Machine Learning & MLOps
Tools, practices, and challenges in ML engineering and operations.
How many ML models do you currently have in production?
45% have 2–5 models; 25% have none and 18% have one. 12% have 5+. Many teams were still early in production in 2024–2025.
Which tools do you use for deploying ML models?
38% don't deploy models. Among those who do, Kubernetes and SageMaker (27% each) lead; Google AI Platform (22%) and Azure ML (18%) follow. TensorFlow Serving (10%) is next.
Do you use any tools to monitor ML models in production?
58% don't monitor models. Prometheus and Grafana (21%), custom scripts (11%), and ELK (9%) are the most used. Monitoring was a clear gap.
Which tools do you use for model training and experimentation?
55% don't use dedicated tools; MLflow (34%) leads among those who do. W&B (13%) and TensorBoard (10%) follow. Many relied on notebooks or scripts.
Which tools do you use for model or data versioning?

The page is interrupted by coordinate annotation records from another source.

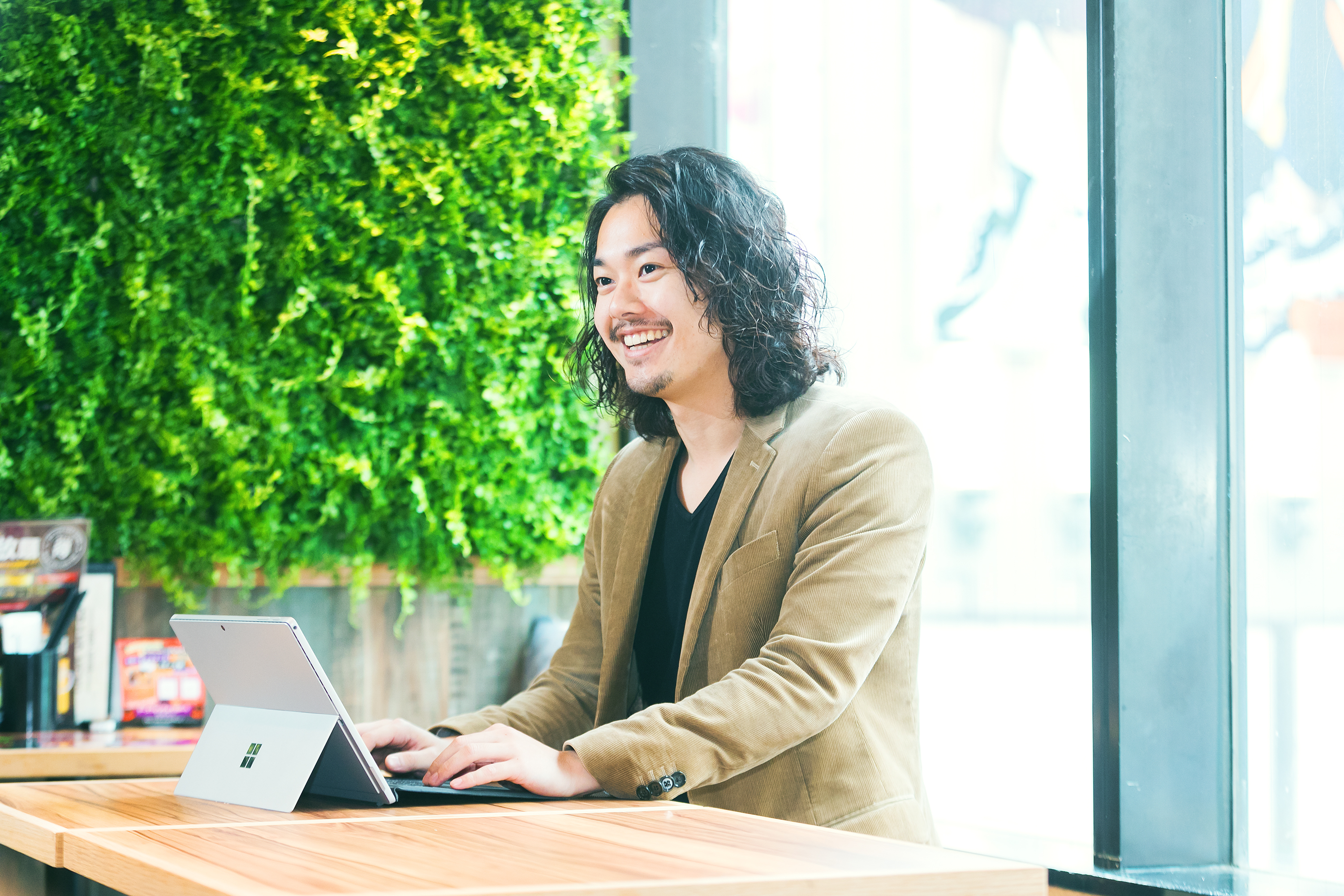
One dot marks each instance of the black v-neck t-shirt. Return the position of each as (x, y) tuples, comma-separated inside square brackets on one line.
[(674, 556)]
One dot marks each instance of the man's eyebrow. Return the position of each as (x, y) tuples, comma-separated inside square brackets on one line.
[(631, 253)]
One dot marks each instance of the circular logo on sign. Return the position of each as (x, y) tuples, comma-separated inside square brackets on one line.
[(64, 548)]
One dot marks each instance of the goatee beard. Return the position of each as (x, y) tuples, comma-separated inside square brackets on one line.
[(651, 388)]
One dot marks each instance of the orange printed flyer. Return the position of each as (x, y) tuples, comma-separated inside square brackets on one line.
[(159, 685)]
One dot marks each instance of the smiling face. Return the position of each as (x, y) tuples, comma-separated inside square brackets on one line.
[(648, 318)]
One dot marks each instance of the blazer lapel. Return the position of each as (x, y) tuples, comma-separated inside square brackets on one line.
[(621, 603), (745, 473)]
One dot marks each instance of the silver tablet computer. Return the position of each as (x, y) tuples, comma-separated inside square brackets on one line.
[(279, 730)]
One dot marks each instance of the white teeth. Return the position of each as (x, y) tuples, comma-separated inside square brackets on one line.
[(639, 339)]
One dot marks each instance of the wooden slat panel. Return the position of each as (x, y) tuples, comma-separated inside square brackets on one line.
[(31, 836), (632, 852), (111, 762)]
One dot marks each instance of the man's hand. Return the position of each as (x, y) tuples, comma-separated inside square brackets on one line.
[(504, 754), (400, 746)]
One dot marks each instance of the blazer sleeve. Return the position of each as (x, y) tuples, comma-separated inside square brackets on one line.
[(862, 544), (561, 703)]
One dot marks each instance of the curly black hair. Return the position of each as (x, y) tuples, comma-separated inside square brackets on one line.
[(760, 287)]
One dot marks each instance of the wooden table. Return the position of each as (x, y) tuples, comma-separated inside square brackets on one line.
[(136, 837), (134, 753)]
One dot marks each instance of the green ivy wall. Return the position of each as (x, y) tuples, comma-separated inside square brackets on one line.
[(289, 285)]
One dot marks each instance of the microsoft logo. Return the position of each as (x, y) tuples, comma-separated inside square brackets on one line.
[(250, 758)]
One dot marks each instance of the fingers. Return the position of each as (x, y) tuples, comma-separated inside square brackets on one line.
[(507, 770), (461, 757), (394, 735), (414, 759)]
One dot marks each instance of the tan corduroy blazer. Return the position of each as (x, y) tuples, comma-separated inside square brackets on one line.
[(796, 694)]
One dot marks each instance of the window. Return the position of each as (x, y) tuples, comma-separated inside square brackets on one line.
[(935, 158), (1293, 237)]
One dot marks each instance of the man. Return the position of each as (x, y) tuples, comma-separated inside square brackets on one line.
[(746, 629)]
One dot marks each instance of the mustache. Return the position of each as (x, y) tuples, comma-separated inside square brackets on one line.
[(624, 326)]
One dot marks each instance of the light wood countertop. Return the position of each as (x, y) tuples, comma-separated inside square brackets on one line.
[(136, 837)]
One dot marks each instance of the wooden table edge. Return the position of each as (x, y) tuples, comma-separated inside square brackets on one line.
[(1033, 883), (507, 810), (128, 871), (17, 832), (1006, 863)]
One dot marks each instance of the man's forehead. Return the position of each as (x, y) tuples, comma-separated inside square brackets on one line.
[(628, 230)]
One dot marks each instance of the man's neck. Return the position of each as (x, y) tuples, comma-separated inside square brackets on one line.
[(710, 433)]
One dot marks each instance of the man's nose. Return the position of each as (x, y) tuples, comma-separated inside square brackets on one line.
[(625, 300)]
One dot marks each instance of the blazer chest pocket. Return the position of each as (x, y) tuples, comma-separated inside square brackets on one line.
[(752, 555)]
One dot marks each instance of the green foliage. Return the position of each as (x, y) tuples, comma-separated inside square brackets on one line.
[(289, 285)]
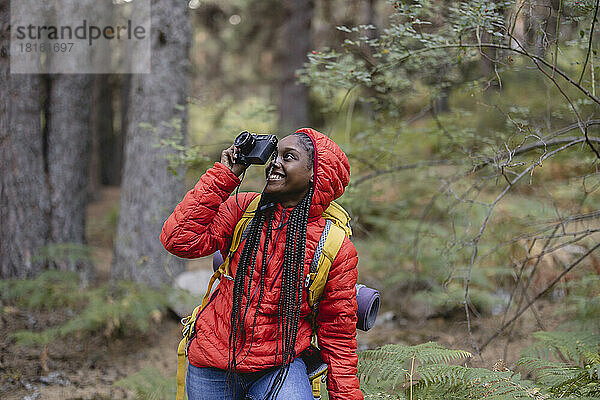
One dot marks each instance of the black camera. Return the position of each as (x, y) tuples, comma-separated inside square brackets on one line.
[(253, 148)]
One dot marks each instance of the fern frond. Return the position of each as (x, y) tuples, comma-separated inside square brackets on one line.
[(575, 347)]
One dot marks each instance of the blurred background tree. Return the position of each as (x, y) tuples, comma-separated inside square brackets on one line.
[(471, 127)]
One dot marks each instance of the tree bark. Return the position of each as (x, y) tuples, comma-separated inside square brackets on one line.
[(149, 192), (293, 103), (24, 196), (69, 135)]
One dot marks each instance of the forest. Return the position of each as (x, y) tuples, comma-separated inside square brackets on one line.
[(472, 131)]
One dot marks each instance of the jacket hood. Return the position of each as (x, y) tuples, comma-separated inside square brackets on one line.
[(331, 171)]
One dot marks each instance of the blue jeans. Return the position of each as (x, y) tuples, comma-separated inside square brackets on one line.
[(212, 384)]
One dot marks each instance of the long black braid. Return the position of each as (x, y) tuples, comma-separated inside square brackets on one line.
[(290, 299)]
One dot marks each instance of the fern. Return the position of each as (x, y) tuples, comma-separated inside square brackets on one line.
[(577, 374), (49, 290), (110, 309), (423, 372)]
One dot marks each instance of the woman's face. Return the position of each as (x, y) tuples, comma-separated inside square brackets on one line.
[(291, 172)]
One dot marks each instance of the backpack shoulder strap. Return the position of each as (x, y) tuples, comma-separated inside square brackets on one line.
[(189, 322), (329, 245), (340, 217), (236, 238)]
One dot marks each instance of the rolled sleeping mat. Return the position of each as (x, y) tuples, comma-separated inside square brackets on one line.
[(368, 306), (217, 260)]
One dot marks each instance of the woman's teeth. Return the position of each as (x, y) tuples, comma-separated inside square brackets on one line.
[(275, 177)]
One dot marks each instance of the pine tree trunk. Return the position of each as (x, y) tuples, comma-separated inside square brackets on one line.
[(293, 104), (69, 136), (149, 192), (24, 198)]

58% don't use versioning tools. MLflow (32%) leads; W&B (11%) and DVC (11%) have smaller shares. Versioning was under-adopted.

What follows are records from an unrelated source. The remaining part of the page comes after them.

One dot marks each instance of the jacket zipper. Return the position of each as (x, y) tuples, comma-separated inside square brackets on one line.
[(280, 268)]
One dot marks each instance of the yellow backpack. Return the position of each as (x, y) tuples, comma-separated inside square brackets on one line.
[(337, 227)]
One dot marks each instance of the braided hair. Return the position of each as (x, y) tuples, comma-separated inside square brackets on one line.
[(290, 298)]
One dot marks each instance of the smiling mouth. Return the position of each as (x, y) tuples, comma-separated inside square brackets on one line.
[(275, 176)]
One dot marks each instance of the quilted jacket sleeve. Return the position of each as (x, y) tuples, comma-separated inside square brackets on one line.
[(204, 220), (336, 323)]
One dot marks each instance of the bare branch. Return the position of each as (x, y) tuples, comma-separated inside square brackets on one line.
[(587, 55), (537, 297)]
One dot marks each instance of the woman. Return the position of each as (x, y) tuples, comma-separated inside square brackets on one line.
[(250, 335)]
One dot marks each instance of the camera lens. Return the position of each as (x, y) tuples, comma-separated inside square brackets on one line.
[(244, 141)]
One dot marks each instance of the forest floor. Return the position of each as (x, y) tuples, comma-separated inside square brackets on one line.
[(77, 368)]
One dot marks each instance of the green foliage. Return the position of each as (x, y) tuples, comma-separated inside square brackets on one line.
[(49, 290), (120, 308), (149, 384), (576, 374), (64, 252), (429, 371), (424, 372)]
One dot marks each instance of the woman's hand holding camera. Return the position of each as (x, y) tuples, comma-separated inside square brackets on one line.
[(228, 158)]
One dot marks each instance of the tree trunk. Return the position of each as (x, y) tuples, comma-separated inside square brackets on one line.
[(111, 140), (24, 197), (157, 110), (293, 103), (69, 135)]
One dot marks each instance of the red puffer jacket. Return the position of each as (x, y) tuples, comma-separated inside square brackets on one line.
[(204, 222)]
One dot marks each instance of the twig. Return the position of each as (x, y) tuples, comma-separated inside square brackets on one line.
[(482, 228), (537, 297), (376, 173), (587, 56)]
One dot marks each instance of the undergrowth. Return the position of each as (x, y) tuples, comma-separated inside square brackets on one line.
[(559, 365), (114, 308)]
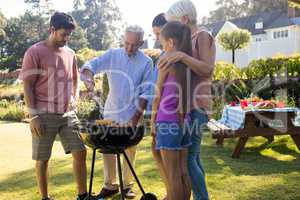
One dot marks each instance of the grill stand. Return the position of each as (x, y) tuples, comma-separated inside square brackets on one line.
[(120, 173)]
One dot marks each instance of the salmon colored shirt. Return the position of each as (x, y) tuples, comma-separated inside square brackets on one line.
[(201, 85), (54, 73)]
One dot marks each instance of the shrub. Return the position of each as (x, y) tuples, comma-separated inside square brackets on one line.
[(86, 54), (226, 71), (11, 91), (11, 111), (87, 109), (273, 67), (153, 54)]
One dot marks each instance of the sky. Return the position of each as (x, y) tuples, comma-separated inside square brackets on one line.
[(140, 12)]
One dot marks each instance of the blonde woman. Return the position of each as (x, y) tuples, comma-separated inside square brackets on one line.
[(201, 64)]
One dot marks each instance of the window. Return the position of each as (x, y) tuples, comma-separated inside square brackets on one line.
[(259, 25), (280, 34)]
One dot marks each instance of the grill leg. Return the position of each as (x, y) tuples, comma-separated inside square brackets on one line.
[(120, 177), (134, 174), (92, 173)]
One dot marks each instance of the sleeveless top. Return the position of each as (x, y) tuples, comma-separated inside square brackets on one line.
[(201, 85)]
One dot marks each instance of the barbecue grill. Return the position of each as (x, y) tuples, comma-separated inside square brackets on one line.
[(113, 139)]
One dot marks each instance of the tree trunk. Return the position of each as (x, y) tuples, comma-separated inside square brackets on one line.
[(233, 56)]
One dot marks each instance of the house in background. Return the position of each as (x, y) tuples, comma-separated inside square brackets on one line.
[(272, 33)]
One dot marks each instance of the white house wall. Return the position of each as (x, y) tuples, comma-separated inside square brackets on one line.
[(268, 47)]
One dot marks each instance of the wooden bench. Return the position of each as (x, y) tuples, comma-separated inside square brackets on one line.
[(257, 123)]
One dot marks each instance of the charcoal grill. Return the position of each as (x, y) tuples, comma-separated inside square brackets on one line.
[(113, 140)]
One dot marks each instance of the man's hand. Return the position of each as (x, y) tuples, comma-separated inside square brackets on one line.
[(168, 59), (88, 79), (36, 126), (153, 130), (134, 120)]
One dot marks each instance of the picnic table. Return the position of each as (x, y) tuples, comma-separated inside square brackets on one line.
[(244, 123)]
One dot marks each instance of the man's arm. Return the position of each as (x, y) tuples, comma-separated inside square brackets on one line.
[(144, 94), (29, 74), (162, 74), (28, 86), (35, 122), (94, 66)]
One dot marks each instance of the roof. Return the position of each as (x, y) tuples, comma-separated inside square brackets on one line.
[(271, 19)]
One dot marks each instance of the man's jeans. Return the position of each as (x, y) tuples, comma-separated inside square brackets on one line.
[(198, 119)]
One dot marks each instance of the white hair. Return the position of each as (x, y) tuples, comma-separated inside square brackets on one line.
[(182, 8), (135, 29)]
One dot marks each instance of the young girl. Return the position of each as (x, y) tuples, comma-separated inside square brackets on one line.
[(168, 114)]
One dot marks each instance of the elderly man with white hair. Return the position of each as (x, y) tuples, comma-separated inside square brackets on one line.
[(129, 76), (201, 63)]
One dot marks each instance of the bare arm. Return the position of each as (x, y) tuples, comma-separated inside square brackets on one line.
[(203, 66), (35, 123), (28, 86), (162, 74), (137, 115)]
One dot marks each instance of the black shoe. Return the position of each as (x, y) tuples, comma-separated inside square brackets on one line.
[(107, 193), (129, 194)]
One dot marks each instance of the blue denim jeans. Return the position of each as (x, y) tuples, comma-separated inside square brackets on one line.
[(198, 118)]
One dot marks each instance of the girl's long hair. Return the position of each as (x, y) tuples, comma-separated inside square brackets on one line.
[(181, 35)]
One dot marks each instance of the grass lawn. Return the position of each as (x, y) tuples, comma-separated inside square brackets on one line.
[(264, 171)]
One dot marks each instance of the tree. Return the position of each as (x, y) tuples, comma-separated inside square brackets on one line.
[(230, 9), (2, 32), (21, 33), (234, 40), (41, 7), (227, 9), (99, 18)]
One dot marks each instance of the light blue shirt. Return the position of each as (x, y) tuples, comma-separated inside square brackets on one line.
[(129, 79)]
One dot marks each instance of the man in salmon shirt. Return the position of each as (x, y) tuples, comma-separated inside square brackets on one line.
[(49, 73)]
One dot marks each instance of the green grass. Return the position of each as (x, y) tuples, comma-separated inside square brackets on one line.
[(264, 172)]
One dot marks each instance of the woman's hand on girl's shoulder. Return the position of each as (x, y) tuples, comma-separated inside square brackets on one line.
[(153, 130), (169, 58)]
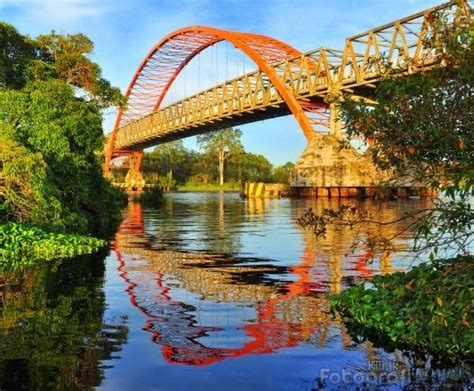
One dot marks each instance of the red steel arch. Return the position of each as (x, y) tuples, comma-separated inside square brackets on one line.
[(168, 57)]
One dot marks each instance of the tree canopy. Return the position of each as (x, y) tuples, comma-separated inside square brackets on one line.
[(51, 134)]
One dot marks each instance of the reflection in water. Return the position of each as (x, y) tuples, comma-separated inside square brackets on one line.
[(53, 334), (202, 304)]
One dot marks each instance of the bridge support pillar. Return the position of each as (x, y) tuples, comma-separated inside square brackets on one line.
[(134, 180), (334, 120), (328, 168)]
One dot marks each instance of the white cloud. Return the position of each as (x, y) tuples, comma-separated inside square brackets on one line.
[(58, 11)]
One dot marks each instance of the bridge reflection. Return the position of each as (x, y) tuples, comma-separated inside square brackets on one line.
[(202, 308)]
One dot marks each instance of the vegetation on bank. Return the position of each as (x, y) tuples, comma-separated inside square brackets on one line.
[(420, 130), (428, 309), (51, 100), (20, 244), (175, 166), (199, 187)]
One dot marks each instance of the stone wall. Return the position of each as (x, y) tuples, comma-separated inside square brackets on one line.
[(325, 164)]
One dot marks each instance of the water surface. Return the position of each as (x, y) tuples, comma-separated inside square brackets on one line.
[(206, 292)]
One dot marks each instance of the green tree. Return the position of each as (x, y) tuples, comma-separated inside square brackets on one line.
[(16, 54), (281, 174), (51, 134), (221, 144), (423, 126), (66, 57)]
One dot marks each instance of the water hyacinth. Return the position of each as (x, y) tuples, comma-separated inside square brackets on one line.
[(20, 244)]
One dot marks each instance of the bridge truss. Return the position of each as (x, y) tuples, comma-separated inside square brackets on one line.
[(307, 85)]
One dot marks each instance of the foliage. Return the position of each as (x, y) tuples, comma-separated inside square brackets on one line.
[(22, 175), (167, 163), (51, 133), (46, 120), (20, 244), (66, 57), (53, 331), (193, 169), (16, 53), (428, 309), (422, 129), (221, 144)]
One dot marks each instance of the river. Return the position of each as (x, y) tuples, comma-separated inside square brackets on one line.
[(205, 292)]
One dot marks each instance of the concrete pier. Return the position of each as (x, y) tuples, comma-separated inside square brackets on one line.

Which workflow orchestration tools do you use for ML pipelines?
54% don't use orchestration. Airflow (34%) dominates; Step Functions (8%), Kubeflow (7%), and Prefect (6%) follow. Orchestration was not yet widespread.
Which CI/CD tools do you use for ML workflows?
50% don't use CI/CD for ML. GitLab CI/CD (27%) and Jenkins (15%) lead. Traditional DevOps tools dominated over ML-native pipelines.
Do you use any feature stores?
75% don't use feature stores. SageMaker (12%), Databricks (11%), and Vertex AI (8%) lead among adopters. Feature stores were not mainstream.
How often do you retrain your models in production?
44% don't retrain; 29% retrain when needed and 23% on a schedule. Only 3% do continuous learning. Retraining was mostly reactive.
Where do you run your ML workloads?
AWS (40%), Azure (29%), and GCP (21%) lead; 21% use on-premise and 11% hybrid. Cloud dominated but on-prem and hybrid were still common.
How many people are in your ML team(s)?
45% have 1–5 people and 35% have 6–10. 10% have no dedicated team (0). Small teams were the norm; few had 11+ or 51+.
Do you have a centralized MLOps team?
81% don't have a dedicated MLOps team; ML operations were mostly distributed. Only 19% had a centralized team.
How would you describe your MLOps maturity?
35% have some production models but mostly manual; 30% are experiments-only. 28% have standardized deployment and monitoring; 7% advanced. Maturity was spread out.
For the ML/MLOps tools you use, how would you describe their role?
39% say experimental only; 31% use them regularly but not critically, and 30% say mission-critical. Tools were either critical or still in exploration.
Which ML or MLOps tools do you plan to adopt or expand in the next 12 months?
MLflow (23%) and Airflow (18%) lead adoption plans; Kubernetes/Docker (12%), feature stores (10%), and monitoring (9%) follow. Plans were diverse.
What are your biggest challenges in ML engineering and MLOps?
Deployment complexity (60%) and lack of skills (50%) are the top two. Monitoring (42%), data quality (35%), and scaling (33%) follow. Same pain points as today.